Trois jours après, Sandy voit par la fenêtre une ambulance qui stationne devant leur maison. Les infirmiers demandent la clé de la maison, Sandy et Lili courent vers la maison.
- Qu'est ce qui se passe monsieur ? demande Lili
- Mme Polette vient de sortir de l'hôpital, répond l'infirmier
- Elle n'est pas morte ? oh merci Dieu! dit Sandy
Les filles aident leur mère à rentrer.
- Je vous demande pardon maman dit Sandy
- Ne t'en fais pas ma chérie ça c'est de l'histoire, moi aussi je vous ai fait mal.
- Dorénavant je ne te laisserai pas faire le ménage seule maman, et nous vivrons
heureuses ensemble.
Soudain la grenouille arrive:
- Bravo Sandy on m'a dit que tu avais tué ta mère dit la grenouille
- Ecoute grenouille, je n'ai pas tué ma mère et je ne la tuerai jamais
- Mais il ne faut pas avoir honte. Moi aussi je me suis vengé de ma mère et je l'ai tué.
- Mais tu n'es pas un modèle pour moi, tu es une grenouille. Nous les humains on ne doit pas se venger ou tuer surtout nos parents, la vie humaine compte et coûte beaucoup pour nous, et c'est ça ce qui nous différencie de vous, alors je ne veux plus te voir.
La grenouille retourne chez elle et dit aux autres grenouilles:
- Je viens d'apprendre aujourd'hui une bonne leçon. Ce n'est que maintenant que je comprend pourquoi les êtres humains sont supérieurs.
Oui, poursuivit Frénégonde, les êtres dit humains semblent supérieurs mais..., mais le sont-ils vraiment ? Les autres grenouilles buvaient ses paroles en petites lampées de mots mouillés d'émotion ; Frénégonde était parfois poète et elle raconta.
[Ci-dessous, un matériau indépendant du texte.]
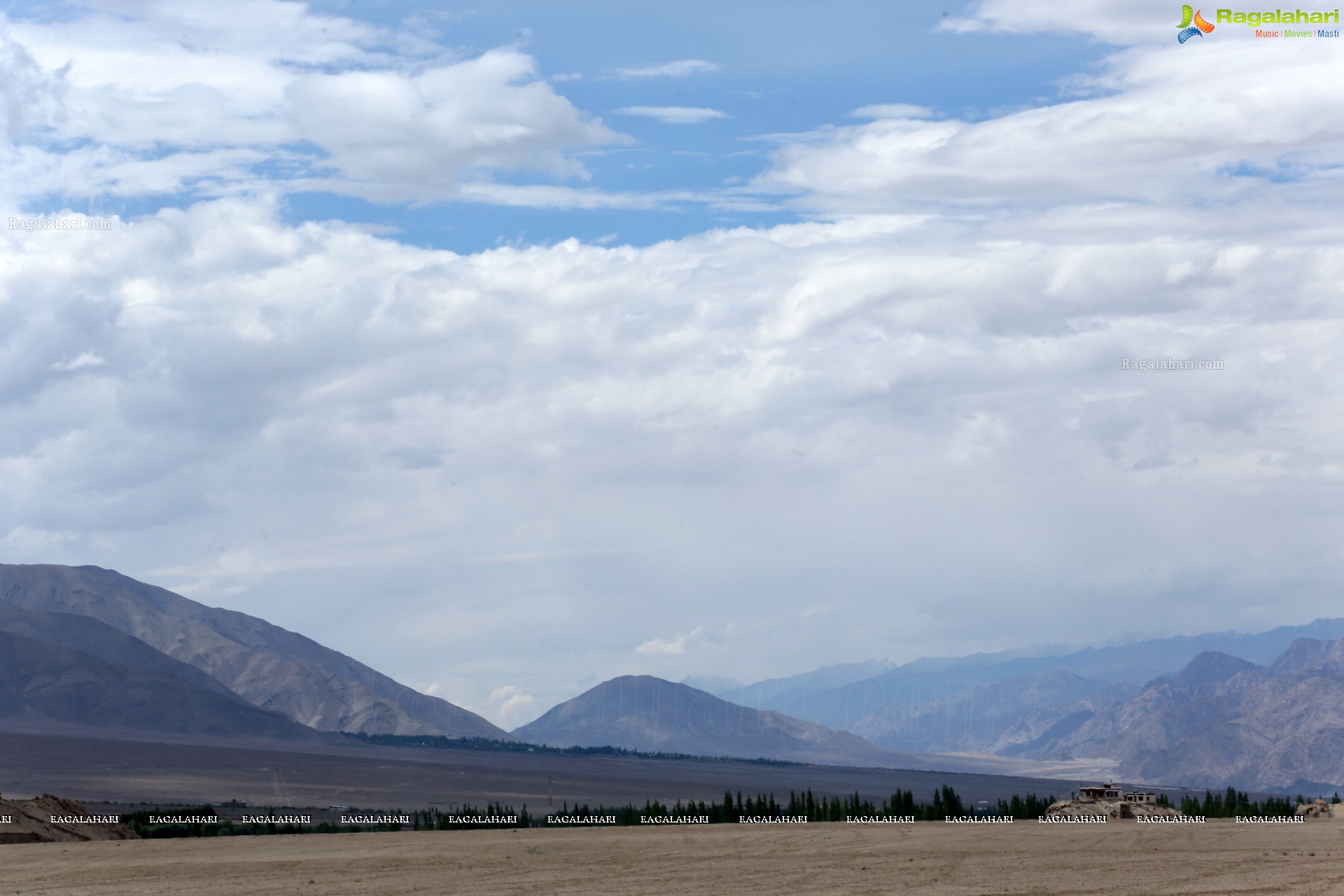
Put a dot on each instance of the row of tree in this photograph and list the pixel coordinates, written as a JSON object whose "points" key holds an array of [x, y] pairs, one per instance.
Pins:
{"points": [[182, 825], [730, 809], [1234, 802]]}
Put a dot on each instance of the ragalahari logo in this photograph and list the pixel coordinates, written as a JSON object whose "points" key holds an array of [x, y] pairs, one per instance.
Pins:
{"points": [[1187, 30]]}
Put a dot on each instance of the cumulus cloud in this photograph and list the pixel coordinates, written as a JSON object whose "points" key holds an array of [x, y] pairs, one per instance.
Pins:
{"points": [[673, 115], [1133, 139], [512, 706], [539, 438], [679, 69], [402, 136], [910, 410], [269, 97], [670, 647], [1120, 22]]}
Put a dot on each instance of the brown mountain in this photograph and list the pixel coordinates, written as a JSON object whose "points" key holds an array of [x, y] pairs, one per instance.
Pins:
{"points": [[43, 682], [1224, 722], [264, 664]]}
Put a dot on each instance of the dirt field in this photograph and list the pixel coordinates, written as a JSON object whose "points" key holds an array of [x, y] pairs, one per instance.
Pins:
{"points": [[1215, 858]]}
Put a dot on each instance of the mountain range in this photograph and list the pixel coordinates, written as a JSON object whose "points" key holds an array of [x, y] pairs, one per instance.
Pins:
{"points": [[265, 665], [88, 648]]}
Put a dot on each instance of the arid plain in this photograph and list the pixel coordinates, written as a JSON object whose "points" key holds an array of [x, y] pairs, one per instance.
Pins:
{"points": [[1026, 858]]}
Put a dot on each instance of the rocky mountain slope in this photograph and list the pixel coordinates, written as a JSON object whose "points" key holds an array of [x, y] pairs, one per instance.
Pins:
{"points": [[1224, 720], [46, 682], [264, 664]]}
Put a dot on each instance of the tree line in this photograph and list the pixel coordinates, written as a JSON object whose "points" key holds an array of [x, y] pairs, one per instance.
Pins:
{"points": [[1234, 802]]}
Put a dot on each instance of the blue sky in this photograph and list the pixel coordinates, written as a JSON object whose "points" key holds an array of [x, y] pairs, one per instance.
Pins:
{"points": [[514, 348]]}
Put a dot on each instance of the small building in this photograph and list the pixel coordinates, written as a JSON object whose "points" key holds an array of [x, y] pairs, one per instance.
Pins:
{"points": [[1114, 793]]}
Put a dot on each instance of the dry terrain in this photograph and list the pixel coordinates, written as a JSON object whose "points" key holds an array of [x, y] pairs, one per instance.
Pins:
{"points": [[1026, 858], [350, 774]]}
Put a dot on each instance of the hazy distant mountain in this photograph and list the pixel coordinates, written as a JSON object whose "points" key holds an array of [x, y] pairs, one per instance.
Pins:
{"points": [[647, 713], [714, 684], [42, 681], [776, 694], [987, 718], [264, 664], [1224, 720], [934, 681], [643, 713]]}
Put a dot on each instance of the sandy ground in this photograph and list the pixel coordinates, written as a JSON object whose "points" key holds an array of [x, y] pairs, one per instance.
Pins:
{"points": [[1215, 858]]}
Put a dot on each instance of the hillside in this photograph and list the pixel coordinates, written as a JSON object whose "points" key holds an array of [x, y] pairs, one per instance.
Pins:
{"points": [[1224, 720], [261, 663], [652, 715]]}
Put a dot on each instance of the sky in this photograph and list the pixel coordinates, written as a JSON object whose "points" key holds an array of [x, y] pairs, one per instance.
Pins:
{"points": [[511, 348]]}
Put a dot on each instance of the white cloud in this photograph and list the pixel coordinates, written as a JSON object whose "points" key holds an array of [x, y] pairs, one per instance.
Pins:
{"points": [[679, 69], [163, 99], [565, 448], [512, 706], [409, 136], [1135, 139], [670, 648], [1120, 22], [80, 362], [673, 115]]}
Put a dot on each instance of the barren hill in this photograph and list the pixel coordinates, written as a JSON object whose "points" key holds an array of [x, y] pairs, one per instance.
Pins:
{"points": [[45, 681], [267, 665]]}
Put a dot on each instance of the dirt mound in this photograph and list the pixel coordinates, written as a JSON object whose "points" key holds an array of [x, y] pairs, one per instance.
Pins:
{"points": [[1319, 809], [1109, 809], [55, 820]]}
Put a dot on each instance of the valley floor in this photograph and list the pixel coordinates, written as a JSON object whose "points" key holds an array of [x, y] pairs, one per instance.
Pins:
{"points": [[1117, 859]]}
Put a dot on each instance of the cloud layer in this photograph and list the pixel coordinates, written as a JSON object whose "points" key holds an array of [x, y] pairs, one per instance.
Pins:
{"points": [[901, 424]]}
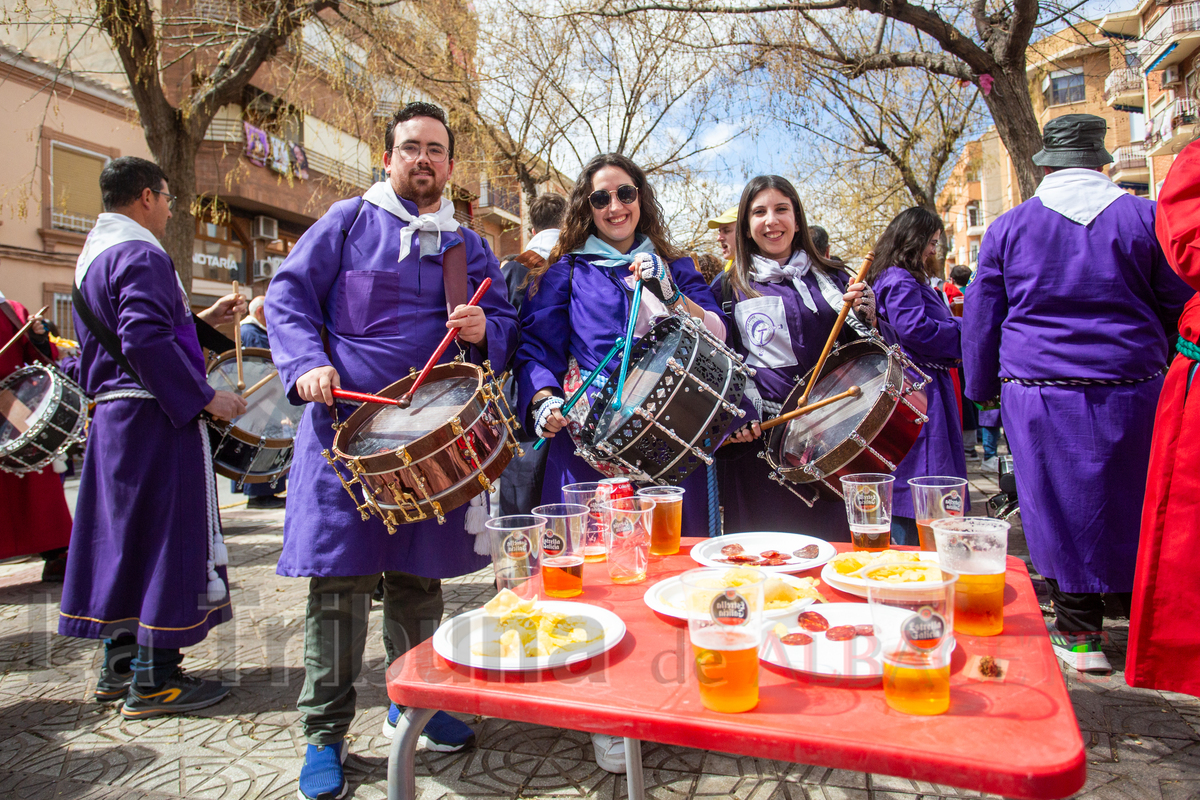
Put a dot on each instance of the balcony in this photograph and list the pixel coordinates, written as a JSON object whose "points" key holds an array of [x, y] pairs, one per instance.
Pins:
{"points": [[1173, 37], [1122, 89], [1129, 166], [1171, 128]]}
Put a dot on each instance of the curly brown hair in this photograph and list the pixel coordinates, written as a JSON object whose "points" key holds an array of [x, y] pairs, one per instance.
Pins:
{"points": [[579, 223]]}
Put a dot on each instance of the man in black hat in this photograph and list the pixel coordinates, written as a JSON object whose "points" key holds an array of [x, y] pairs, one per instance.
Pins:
{"points": [[1068, 322]]}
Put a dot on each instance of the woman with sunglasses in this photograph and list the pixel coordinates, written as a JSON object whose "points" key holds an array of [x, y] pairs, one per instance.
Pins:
{"points": [[916, 317], [577, 306], [783, 298]]}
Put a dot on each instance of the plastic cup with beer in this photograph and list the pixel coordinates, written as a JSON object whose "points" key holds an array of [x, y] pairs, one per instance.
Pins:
{"points": [[725, 627], [913, 623], [588, 494], [629, 537], [667, 519], [936, 497], [562, 548], [976, 548], [869, 510], [516, 553]]}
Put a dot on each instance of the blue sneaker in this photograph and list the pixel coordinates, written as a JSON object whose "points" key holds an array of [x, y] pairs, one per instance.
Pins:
{"points": [[443, 733], [322, 776]]}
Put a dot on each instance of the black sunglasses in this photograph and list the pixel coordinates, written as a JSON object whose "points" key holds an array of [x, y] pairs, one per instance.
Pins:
{"points": [[600, 199]]}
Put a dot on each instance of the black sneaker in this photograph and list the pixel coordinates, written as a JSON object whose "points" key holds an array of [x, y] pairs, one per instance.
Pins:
{"points": [[178, 693]]}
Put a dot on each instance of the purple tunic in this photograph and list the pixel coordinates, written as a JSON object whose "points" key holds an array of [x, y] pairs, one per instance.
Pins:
{"points": [[1056, 300], [139, 541], [750, 499], [581, 316], [915, 316], [382, 317]]}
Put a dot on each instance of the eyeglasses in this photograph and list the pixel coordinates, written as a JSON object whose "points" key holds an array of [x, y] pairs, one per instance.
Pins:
{"points": [[412, 151], [600, 199]]}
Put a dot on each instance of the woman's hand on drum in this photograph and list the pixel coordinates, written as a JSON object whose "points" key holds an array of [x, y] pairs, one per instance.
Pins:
{"points": [[748, 432], [317, 385], [226, 405], [862, 299], [471, 322]]}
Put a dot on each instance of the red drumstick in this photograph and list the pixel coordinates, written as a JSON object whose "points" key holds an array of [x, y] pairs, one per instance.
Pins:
{"points": [[406, 400], [364, 398]]}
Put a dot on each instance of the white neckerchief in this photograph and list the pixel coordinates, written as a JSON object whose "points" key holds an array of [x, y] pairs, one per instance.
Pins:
{"points": [[1079, 194], [384, 197], [544, 241], [112, 229], [765, 270]]}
Elle raconta l'histoire du puits ; elle racontait si bien que les grenouilles restaient là, bouche bée et pattes croisées à écouter leur aînée. Frénégonde raconta dans le détail les rêves de Sandy, cette imagination débordante, ces mots dits et redits, cette conviction d'avoir raison, toujours. Frénégonde racontait.
Frénégonde avait tout raconté.
Un grand silence s'installa dans le théâtre.
Au bout de quelques secondes, des applaudisements nourris rassurèrent auteures et auteurs, actrices et acteurs.
Ce soir-là, il y eut trois rappels.
La troupe put partir en tournée dans toute la France et puis au Québec, en Algérie, au Togo, au Vietnam, à Pondichéry et même en Suisse!
Sous le chapiteau multicolore, tous applaudissaient.
Et cric !
Et crac !
Que le grand cric me croque,
Si je m'en dédis,
Mais l'histoire est finie.
Ce qu'on en a dit sur le moment
Que tu es gentille, Aïcha! Quand j'écris ça, je ne me moque pas. Je constate, tout simplement.
Moi, j'ai bien aimé tuer la mère à coups de saumon surgelé.
Je me suis inspiré d'un livre que j'aime beaucoup " Bizarre! Bizarre!" de Roald DAHL.
iI existe en Folio. Je t'en recommande la lecture.
Très bonne nouvelle année à toi.


J'aurai préférer que les filles ne tuent pas leur mère, surtout que c'est une histoire d'enfants et nous ne devons pas leur faire apprendre la vengence surtout envers les parents.